Cytosine deaminase (CD) converts 5-fluorocytosine (5-FC), an antifungal agent, into 5-fluorouracil (5-FU), a widely applied anticancer agent. CD is found in bacteria, yeast and fungi but is absent in mammalian cells. The cytotoxic effect of 5-FU is largely exerted following its conversion to 5-FUMP and 5-FdUMP. 5-FdUMP binds irreversibly to thymidylate synthase hence blocking DNA synthesis by deprivation of dTTP. As 5-FU is able to diffuse passively through cell membranes, it induces a bystander killing effect. The potential of the CD gene / 5-FC prodrug system to induce tumor regression has been demonstrated in various animal models. However, the efficacy of the system is limited, many tumor cells remain relatively resistant to 5-FU as a consequence of possible defects in downstream cellular metabolism of 5-FU.
In mammalian cells, the conversion of 5-FU to 5-FUMP which involves two enzymes is a rate-limiting step. In contrast, in bacteria and yeast, this conversion is catalyzed by a single enzyme, uracil phosphoribosyltransferase (UPRT). Our strategy to optimize the CD / 5-FC system is to associate the UPRT activity to the CD activity. Both enzymes should work cooperatively to enhance the sensitivity of tumor cells to 5-FC and 5-FU. The fcy::fur gene was constructed by fusing in frame the yeast genes, fcy and fur, encoding CD and UPRT respectively. Since the fcy and fur genes are of non-human origin and thus prone to silencing by methylation when applied in vivo, we generated a CpG-free allele of the fusion gene.
The increased potency of the fcy::fur gene was demonstrated in vitro and in vivo. Tumor cells transduced with the bifunctional chimeric gene were a 100-fold more sensitive to 5-FC than cells transduced with the CD gene alone. Furthermore, the fcy::fur / 5-FC suicide system generates a stronger bystander effect.
The fcy::fur gene is available commercially from InvivoGen . The use of the fcy::fur gene for cancer gene therapy covered by US Patent: 5, 856, 153.
The cytidine analogue gemcitabine (dFdC) is a promising new chemotherapeutic agent for the treatment of colorectal, breast, pancreatic, renal, and lung cancer.
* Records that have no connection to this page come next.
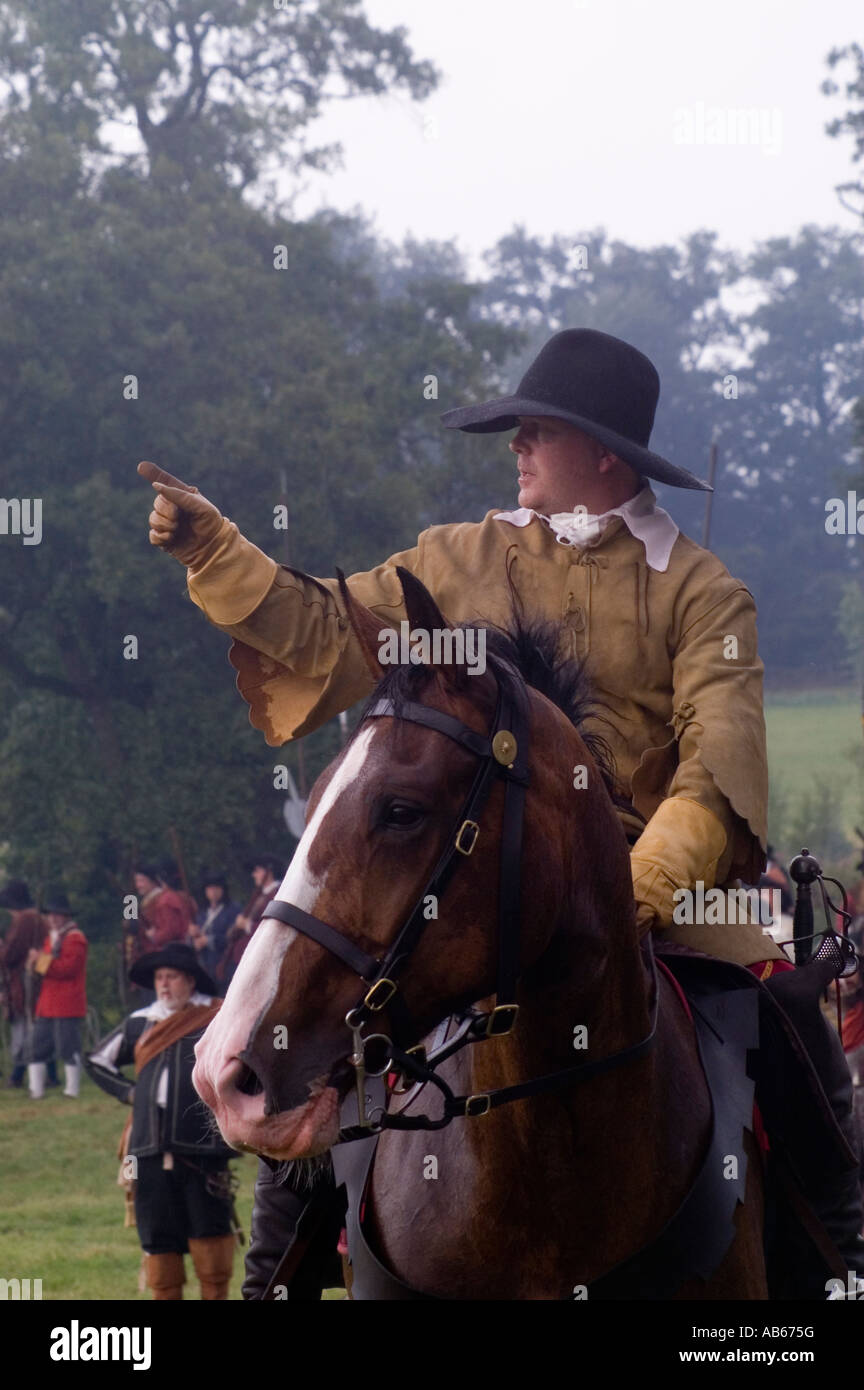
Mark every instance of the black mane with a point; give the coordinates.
(532, 648)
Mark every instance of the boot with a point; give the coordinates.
(35, 1075)
(213, 1260)
(72, 1073)
(165, 1276)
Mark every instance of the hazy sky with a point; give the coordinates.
(575, 114)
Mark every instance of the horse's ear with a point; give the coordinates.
(424, 615)
(421, 608)
(366, 627)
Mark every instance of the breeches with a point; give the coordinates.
(57, 1037)
(175, 1205)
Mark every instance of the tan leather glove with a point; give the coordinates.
(234, 573)
(681, 844)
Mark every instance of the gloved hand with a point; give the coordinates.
(188, 526)
(681, 844)
(182, 521)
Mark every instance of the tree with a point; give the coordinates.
(204, 85)
(145, 314)
(852, 123)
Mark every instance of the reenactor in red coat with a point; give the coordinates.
(20, 986)
(63, 1001)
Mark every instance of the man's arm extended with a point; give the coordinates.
(296, 658)
(711, 823)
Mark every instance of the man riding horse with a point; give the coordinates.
(668, 637)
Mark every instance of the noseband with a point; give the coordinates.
(503, 755)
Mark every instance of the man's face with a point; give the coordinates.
(172, 987)
(557, 463)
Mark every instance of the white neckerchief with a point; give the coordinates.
(641, 514)
(159, 1009)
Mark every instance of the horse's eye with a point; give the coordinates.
(402, 816)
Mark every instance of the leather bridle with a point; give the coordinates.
(503, 755)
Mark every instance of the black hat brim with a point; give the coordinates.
(503, 413)
(143, 972)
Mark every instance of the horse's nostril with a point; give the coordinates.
(249, 1082)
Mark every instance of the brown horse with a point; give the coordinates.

Gemcitabine is phosphorylated to its mononucleotide (dFdCMP) by deoxycytidine kinase (DCK) and subsequently by nucleotide kinases to its active metabolites, dFdCDP and dFdCTP. dFdCTP is incorporated into DNA and thereby blocks DNA replication. dFdCDP inhibits ribonucleotide reductase leading to depletion of the DNA precursor pool.The first two phosphorylation steps, which are catalyzed by DCK and uridylate monophosphate kinase (UMK), are rate limiting in tumors. The substrates of these two enzymes, dFdC and dFdCMP respectively, are labile due to increased deaminase activities. Furthermore, many solid tumors are resistant to gemcitabine due to a deficiency in DCK activity caused by mutational inactivation of DCK.
To overcome these limitations, we have engineered a bifunctional chimeric gene encoding both DCK and UMK activies. The dck::umk gene was generated by fusing in frame the human dck and umk genes. The ability of the dck::umk gene to increase the sensitivity of tumor cells to gemcitabine was demonstrated in vitro and in vivo in a model of pancreatic cancer. Our very encouraging preclinical data have prompted us to initiate a phase I/II clinical trial in patients with pancreatic adenocarcinoma.